A Hologram for the King may be a personal redemption tale, but Eggers’s greater concern is the state of America. Like most of the Great American Novelists, he challenges two enduring myths. The first is the American Dream, the misty-eyed notion that hard work and determination are all you need to realize your earthly potential. In truth, the dream can vanish as a result of circumstance, prejudice, or bad luck—Alan experiences at least two of these hardships in his quest for a big payday in Saudi Arabia. The second myth is America’s manifest destiny, i.e. its god-given directive to expand its reach. The U.S. may have been a formidable economic power in the 20th century, but it’s faltering now. While stewing in his suite in Jeddah, Alan reflects on his previous job at Schwinn, the Chicago company that was once the world’s premier manufacturer of bicycles. As a result of poor management and outsourcing, Schwinn collapsed and was bought up at a bankruptcy auction—another U.S. casualty of globalization, the great equalizer.
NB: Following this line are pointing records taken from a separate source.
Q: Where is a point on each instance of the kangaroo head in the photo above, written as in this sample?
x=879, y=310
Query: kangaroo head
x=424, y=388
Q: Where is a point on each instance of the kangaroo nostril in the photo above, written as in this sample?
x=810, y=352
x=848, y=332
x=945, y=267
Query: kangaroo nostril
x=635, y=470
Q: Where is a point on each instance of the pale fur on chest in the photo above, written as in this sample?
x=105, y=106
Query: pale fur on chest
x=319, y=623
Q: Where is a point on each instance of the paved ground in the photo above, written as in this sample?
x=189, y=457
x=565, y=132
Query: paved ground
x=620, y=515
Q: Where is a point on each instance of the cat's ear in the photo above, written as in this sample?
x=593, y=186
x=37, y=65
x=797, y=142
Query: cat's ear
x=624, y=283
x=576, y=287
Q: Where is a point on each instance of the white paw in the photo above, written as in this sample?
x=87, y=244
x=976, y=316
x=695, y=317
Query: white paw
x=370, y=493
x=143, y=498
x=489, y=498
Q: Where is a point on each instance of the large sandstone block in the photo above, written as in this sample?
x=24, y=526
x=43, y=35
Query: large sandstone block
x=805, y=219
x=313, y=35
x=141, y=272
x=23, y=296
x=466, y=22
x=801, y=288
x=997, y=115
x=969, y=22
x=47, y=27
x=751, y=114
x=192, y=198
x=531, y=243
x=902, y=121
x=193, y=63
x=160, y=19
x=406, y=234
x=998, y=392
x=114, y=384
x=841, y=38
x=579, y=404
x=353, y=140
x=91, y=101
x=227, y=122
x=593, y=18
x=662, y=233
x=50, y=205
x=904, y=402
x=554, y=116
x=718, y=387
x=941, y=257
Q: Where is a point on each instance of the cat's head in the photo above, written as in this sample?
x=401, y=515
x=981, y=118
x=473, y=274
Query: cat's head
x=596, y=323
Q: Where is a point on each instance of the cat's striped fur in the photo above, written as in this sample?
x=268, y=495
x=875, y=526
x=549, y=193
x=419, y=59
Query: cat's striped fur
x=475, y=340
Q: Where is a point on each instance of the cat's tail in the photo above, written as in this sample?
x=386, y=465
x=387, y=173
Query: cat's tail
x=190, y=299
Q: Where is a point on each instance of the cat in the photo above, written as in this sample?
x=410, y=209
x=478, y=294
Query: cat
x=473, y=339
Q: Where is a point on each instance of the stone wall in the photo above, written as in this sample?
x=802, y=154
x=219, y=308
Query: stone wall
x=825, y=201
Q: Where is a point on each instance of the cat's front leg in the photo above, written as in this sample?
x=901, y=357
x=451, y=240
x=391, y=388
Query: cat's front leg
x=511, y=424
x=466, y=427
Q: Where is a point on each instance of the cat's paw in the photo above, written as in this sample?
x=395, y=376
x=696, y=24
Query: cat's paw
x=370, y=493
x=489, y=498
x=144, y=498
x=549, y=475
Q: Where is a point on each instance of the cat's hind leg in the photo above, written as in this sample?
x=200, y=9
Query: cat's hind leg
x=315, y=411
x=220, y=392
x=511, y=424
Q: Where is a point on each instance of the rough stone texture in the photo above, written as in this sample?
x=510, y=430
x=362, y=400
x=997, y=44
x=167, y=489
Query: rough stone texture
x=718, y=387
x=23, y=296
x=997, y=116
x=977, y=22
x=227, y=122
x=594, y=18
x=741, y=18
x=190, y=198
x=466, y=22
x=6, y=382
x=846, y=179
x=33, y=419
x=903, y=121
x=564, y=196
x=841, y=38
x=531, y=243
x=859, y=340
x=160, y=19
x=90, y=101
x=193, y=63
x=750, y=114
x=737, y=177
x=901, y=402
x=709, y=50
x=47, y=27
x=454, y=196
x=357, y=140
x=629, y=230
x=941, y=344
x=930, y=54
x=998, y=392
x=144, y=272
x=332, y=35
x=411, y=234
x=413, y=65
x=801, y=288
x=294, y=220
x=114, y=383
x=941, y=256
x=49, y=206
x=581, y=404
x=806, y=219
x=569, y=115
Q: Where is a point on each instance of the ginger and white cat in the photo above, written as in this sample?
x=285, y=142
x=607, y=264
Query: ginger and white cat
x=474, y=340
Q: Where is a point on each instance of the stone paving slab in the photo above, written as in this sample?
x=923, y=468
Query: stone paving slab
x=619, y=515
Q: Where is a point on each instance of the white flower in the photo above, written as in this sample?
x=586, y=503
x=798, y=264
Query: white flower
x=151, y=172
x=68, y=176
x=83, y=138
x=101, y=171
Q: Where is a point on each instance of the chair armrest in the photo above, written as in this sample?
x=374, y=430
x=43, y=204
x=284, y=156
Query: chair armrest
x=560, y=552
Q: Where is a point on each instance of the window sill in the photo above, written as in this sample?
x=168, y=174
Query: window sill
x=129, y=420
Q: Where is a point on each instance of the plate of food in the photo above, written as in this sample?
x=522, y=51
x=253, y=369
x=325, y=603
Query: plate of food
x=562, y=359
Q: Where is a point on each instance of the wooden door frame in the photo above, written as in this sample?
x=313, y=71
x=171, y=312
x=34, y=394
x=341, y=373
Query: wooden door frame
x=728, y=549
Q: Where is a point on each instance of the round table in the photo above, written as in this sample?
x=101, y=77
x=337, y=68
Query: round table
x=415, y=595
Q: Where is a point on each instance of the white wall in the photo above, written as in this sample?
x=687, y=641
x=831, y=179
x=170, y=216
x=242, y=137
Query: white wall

A Hologram for the King is a bracing read in light of the current U.S. election campaign. Both Barack Obama and Mitt Romney paper over the weaknesses of the U.S. economy by touting America’s enterprising spirit. Sure, that spirit built companies like Ford and Apple, but it was also responsible for the mortgage manipulations that led to the global crash of 2008. And some of the strategies that have increased U.S. profits—like offshore manufacturing—have also reduced American jobs and empowered competing economies like China and India.
In many ways, A Hologram for the King is a book about a nation’s self-delusion. As Alan puts it, “Americans are born knowing everything and nothing. Born moving forward, quickly, or thinking they are.”